Hybrid functioal jackets made from 30% old textiles and 70% recycled PET bottles (Source: Sympatex)

Recycling program with Schiphol Airport
Workwear specialist Fristads AB, Borås/Sweden, views climate change and environmental destruction as a challenge the textile industry also has to help mitigate. Fristads is reducing the carbon footprint of its products from their development to the end of their lifecycle. Based on the Environmental Product Declaration (EPD) the Swedes measure the environmental impact of their garments. On a continuous basis, materials are being replaced by more sustainable alternatives and the portfolio is being extended to include a new Green Collection every year. The sustainability approach and circular thinking have come to play a crucial role in the purchasing decisions taken by major enterprises and public tenders. Fristads has initiated several projects for worn clothing. In the Netherlands, for instance, the Swedes have established a recycling program with public transport company Arriva and Schiphol Airport. Old garments are repaired and “overhauled” in such a way that they can be used as a “Second-Life-Stock”. Unwearable garments are collected, shredded und processed into knee pads or car interior parts. 

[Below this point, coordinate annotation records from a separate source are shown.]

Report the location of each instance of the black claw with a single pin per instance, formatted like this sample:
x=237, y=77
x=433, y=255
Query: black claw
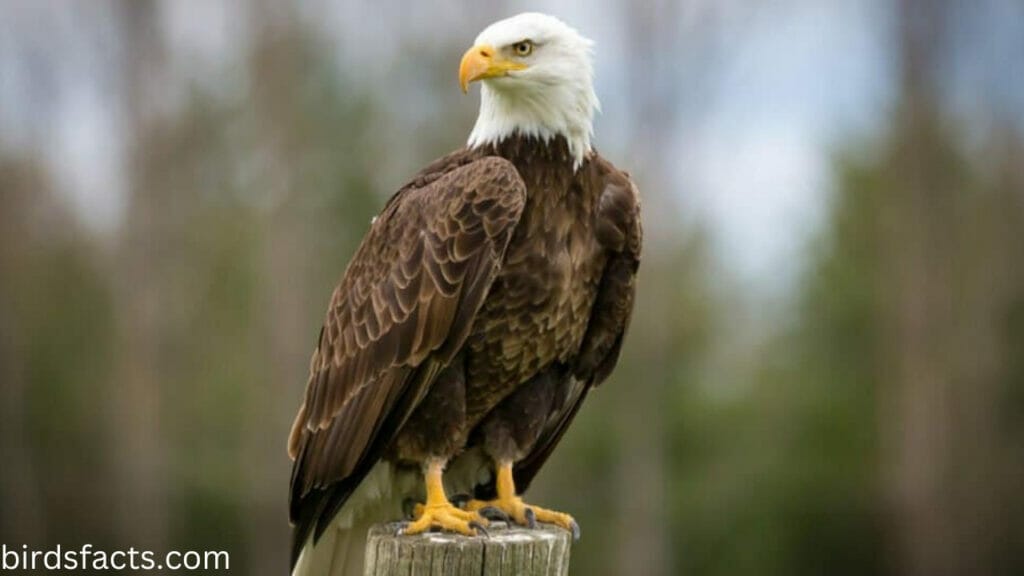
x=479, y=528
x=494, y=513
x=530, y=518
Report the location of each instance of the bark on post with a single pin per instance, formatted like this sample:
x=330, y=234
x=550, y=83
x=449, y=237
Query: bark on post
x=507, y=551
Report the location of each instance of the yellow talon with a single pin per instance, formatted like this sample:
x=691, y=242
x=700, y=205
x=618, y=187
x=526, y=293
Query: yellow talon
x=438, y=511
x=516, y=509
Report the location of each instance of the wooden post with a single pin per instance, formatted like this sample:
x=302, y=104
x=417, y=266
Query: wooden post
x=507, y=551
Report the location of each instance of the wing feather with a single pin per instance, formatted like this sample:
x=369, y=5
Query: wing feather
x=619, y=230
x=401, y=312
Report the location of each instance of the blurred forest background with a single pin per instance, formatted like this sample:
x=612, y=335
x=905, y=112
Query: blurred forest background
x=825, y=372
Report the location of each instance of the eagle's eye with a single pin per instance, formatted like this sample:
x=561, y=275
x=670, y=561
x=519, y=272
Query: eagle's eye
x=523, y=48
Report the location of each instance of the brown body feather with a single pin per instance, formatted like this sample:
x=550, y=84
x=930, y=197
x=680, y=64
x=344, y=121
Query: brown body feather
x=497, y=284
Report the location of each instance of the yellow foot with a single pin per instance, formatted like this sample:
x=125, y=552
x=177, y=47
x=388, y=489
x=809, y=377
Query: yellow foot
x=445, y=517
x=524, y=515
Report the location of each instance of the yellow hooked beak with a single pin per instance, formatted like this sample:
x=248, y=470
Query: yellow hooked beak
x=482, y=62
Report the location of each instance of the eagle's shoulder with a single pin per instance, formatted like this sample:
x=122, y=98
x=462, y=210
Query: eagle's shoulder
x=619, y=225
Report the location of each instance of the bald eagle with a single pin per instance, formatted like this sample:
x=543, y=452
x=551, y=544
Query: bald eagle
x=487, y=298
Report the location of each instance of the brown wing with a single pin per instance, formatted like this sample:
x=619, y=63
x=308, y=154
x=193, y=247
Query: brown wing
x=619, y=231
x=401, y=312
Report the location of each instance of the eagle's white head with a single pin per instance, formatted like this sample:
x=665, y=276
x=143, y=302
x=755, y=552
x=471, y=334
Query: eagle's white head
x=537, y=80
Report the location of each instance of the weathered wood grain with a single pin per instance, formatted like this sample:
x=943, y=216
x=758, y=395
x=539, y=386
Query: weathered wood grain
x=507, y=551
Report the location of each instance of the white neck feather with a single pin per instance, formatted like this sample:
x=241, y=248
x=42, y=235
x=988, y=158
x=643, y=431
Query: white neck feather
x=544, y=112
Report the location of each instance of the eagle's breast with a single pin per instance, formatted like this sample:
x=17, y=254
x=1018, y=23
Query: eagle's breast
x=537, y=312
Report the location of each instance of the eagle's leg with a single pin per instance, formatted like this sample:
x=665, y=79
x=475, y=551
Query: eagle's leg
x=522, y=513
x=437, y=511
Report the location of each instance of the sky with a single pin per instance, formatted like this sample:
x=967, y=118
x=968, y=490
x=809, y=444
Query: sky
x=791, y=80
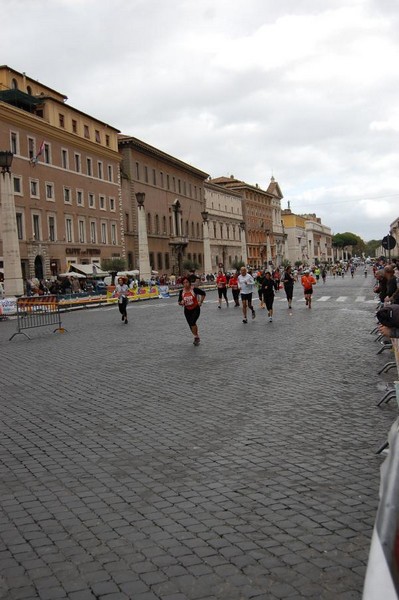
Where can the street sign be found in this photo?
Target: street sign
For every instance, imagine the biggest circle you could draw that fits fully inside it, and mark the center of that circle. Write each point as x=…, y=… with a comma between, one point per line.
x=388, y=242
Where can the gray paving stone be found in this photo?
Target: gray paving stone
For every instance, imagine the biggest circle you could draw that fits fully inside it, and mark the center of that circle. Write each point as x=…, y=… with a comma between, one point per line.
x=152, y=480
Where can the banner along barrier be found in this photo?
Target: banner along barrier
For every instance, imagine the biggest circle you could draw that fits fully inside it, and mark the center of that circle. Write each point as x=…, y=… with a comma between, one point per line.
x=382, y=575
x=40, y=311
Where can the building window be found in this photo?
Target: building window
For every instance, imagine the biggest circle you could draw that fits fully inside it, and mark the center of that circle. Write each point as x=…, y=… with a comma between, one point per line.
x=64, y=159
x=49, y=191
x=36, y=227
x=81, y=229
x=79, y=197
x=31, y=148
x=17, y=184
x=67, y=195
x=14, y=142
x=93, y=232
x=34, y=188
x=113, y=233
x=20, y=229
x=68, y=229
x=47, y=154
x=51, y=229
x=103, y=233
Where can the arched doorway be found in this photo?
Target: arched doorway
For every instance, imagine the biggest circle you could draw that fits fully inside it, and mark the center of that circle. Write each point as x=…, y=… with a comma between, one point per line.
x=39, y=267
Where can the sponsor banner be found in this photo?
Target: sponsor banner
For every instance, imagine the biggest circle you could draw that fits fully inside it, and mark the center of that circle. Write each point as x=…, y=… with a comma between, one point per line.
x=8, y=306
x=134, y=294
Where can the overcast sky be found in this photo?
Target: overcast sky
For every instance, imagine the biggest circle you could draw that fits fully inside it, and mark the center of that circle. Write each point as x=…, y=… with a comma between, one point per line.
x=305, y=90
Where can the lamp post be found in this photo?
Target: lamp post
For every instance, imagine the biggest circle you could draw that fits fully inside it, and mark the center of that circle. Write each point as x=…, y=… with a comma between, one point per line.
x=144, y=259
x=243, y=244
x=207, y=243
x=13, y=282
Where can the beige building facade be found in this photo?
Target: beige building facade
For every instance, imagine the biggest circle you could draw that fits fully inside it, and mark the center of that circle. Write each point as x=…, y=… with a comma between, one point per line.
x=225, y=224
x=308, y=240
x=261, y=211
x=65, y=176
x=174, y=200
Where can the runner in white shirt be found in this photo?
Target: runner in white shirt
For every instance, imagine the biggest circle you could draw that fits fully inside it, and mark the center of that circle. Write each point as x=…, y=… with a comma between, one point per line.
x=246, y=283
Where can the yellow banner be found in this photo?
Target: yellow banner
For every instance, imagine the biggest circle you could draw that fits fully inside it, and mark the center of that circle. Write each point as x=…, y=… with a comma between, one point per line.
x=141, y=293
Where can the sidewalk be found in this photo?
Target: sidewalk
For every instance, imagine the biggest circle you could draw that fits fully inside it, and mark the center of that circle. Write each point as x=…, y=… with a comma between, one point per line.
x=137, y=466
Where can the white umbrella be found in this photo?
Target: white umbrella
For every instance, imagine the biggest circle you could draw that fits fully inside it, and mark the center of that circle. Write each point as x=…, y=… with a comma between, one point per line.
x=72, y=274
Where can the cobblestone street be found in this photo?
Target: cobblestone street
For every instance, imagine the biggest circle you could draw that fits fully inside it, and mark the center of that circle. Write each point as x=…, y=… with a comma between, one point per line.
x=137, y=466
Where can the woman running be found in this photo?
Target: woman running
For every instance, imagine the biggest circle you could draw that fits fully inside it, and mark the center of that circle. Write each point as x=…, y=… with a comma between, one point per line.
x=121, y=291
x=191, y=298
x=288, y=281
x=267, y=288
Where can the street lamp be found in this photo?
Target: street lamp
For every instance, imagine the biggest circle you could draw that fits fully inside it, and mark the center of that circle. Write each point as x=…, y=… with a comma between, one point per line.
x=13, y=282
x=144, y=258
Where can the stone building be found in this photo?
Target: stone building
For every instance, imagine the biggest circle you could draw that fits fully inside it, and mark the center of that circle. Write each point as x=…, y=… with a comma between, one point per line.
x=224, y=229
x=262, y=216
x=308, y=240
x=174, y=201
x=65, y=176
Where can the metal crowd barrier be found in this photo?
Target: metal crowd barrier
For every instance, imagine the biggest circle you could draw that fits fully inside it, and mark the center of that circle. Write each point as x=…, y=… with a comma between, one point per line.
x=37, y=311
x=382, y=574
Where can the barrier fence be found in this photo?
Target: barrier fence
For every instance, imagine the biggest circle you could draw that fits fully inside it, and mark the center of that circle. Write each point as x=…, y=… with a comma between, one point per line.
x=382, y=575
x=40, y=311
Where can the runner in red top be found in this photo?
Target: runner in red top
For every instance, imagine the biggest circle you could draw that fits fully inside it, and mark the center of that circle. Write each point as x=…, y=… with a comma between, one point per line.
x=221, y=282
x=235, y=288
x=308, y=281
x=191, y=298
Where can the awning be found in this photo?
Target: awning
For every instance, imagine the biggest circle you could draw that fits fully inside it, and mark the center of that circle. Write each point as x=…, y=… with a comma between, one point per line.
x=90, y=270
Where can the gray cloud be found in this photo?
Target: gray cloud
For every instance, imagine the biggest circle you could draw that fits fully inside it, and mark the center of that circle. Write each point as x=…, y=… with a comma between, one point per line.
x=304, y=90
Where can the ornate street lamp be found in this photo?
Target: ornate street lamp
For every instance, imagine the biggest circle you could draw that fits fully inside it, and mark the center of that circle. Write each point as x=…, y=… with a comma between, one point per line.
x=13, y=283
x=144, y=258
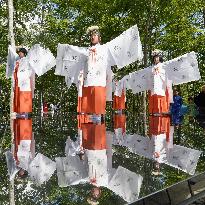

The sustainability approach and circular thinking have come to play a crucial role in the purchasing decisions taken by major enterprises and public tenders.

Promote closed-loop systems and avoid waste of resources
The textile research done by 16 German textile research institutes supported by Forschungskuratorium Textil of the textil+mode Confederation, Berlin/Germany, helped develop ideas for better separation of worn textiles and clean-grade recycling.  A process chain is currently being developed that analyses the quality of yarn or cutting waste in order to be able to judge the product quality of recycling textiles up front. This allows more waste to be recycled into high-quality products. This approach is aimed at counteracting the waste of widely used plastics going forward.  

Closing the loop (Source: Sympatex)

Green Deal for climate-neutral, circular economy-oriented business
Launching the European Green Deal and the Action Plan for the Circular Economy the EU Commission wants to help the textile industry out of this phase of “weak supply and demand”. This initiative aims to promote the transition to a climate-neutral, circular-oriented economy, where products are engineered in such a way that they are more durable, recyclable as well as easier to reuse and repair. The EU rates the potential for a circular economy in the textile sector as high.
Furthermore: According to the Circular Economy Act textiles are also to be sorted nationwide starting in 2025. They must no longer be disposed of in the residual waste bin. Furthermore, in public procurement recyclable products shall be given preference over non-recyclable ones. Material producers will have to offer circular products in future. Consumers should wear their garments for a longer period and feed them to recycling at their end of life. Finally, sorting and recycling facilities should be enabled to work more effectively according to information supplied with the garments.